This is what’s known as a cash flow problem.

Cash flow is all about outflows, inflows, and their relationship to each other.  In filmmaking, outflows are all the expenses incurred in making the production, while inflows are the committed funding that will be received as specified in the financing agreements of the project (both how much, and on what payment schedule).  Outflows start when pre-production starts and don’t end until you deliver the film.  Inflows, as in the scenario above, may not begin until you deliver the film.

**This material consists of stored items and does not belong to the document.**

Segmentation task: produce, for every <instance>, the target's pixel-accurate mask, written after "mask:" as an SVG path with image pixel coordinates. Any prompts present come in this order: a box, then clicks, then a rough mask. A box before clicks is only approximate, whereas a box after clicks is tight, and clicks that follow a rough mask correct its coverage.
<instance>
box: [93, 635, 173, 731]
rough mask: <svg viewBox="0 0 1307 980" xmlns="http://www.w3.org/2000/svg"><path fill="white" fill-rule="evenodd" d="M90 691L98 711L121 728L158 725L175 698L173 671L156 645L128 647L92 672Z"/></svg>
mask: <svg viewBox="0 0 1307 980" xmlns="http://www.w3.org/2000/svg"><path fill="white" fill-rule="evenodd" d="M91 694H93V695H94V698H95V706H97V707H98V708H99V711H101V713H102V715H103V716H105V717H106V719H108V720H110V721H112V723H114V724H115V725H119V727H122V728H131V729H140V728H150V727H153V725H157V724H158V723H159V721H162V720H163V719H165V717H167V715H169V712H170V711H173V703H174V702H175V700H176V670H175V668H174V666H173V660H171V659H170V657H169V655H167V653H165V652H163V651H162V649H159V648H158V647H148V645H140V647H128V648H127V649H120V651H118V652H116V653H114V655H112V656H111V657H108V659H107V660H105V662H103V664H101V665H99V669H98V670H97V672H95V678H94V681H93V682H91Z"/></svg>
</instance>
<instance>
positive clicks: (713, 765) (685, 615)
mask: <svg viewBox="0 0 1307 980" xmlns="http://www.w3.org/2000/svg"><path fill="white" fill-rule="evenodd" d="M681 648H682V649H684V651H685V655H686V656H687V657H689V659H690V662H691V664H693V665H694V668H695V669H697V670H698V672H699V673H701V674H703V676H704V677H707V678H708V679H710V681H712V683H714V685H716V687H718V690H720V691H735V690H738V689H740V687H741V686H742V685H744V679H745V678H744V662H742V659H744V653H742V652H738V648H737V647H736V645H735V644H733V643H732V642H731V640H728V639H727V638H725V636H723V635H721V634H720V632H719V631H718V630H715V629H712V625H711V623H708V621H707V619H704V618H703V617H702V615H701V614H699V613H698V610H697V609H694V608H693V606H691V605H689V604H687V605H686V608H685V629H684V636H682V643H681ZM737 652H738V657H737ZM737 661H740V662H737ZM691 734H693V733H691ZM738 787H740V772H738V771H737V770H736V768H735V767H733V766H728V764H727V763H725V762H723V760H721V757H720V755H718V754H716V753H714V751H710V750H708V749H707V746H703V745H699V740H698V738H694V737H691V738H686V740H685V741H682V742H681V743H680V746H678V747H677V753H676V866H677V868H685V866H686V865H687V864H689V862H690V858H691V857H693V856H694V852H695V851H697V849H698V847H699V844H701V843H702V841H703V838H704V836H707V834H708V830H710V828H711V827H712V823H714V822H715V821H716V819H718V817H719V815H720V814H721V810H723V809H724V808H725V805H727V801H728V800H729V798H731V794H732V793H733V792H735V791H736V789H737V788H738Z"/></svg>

What do you do in the interim?  You depend on another source – interim financing, for example.

Interim financing

What it is…

Interim financing is a method of advancing cash to the production, so the expenses of production can be paid.  It takes the form of a fully secured loan, usually obtained from a bank but possibly from other sources (see Sources, below), which a producer can obtain once the film’s contracts are all in place.  The loan is fully secured by contracts, such as a funder agreement that provides future payments upon completion of various deliverables.

Tips
  • It can take a long time to set up an interim finance deal (some don’t close until principal is over) – that’s because third parties are involved in negotiating and signing documents and it will take time to get through everything – so planning cashflow can be a challenge.
The contracts secure the loan. The bank gives the money to the producer, and is repaid by the contracting entities – broadcasters, government agencies, and/or tax credits – once the film is delivered.
What it isn’t…

Interim financing is not the same thing as gap financing.  Unlike interim financing, gap financing is not secured. In the case of gap financing, the project has a funding shortfall, or gap, because its contracts do not provide full funding of the costs of the film. The lender is choosing to take a risk that the future sales will transpire that will enable the filmmaker to repay the loan.

As you would expect, the risk associated with gap financing means that gap financiers  (e.g. the American bank Comerica, or FIDEC in Quebec) charge higher rates for their loans, and are extremely choosy about which projects they accept.

Sources

Don’t approach anyone for interim financing until your production is fully financed. To be considered, the project must have funding commitments that will cover all costs, even though those funds are not yet in hand.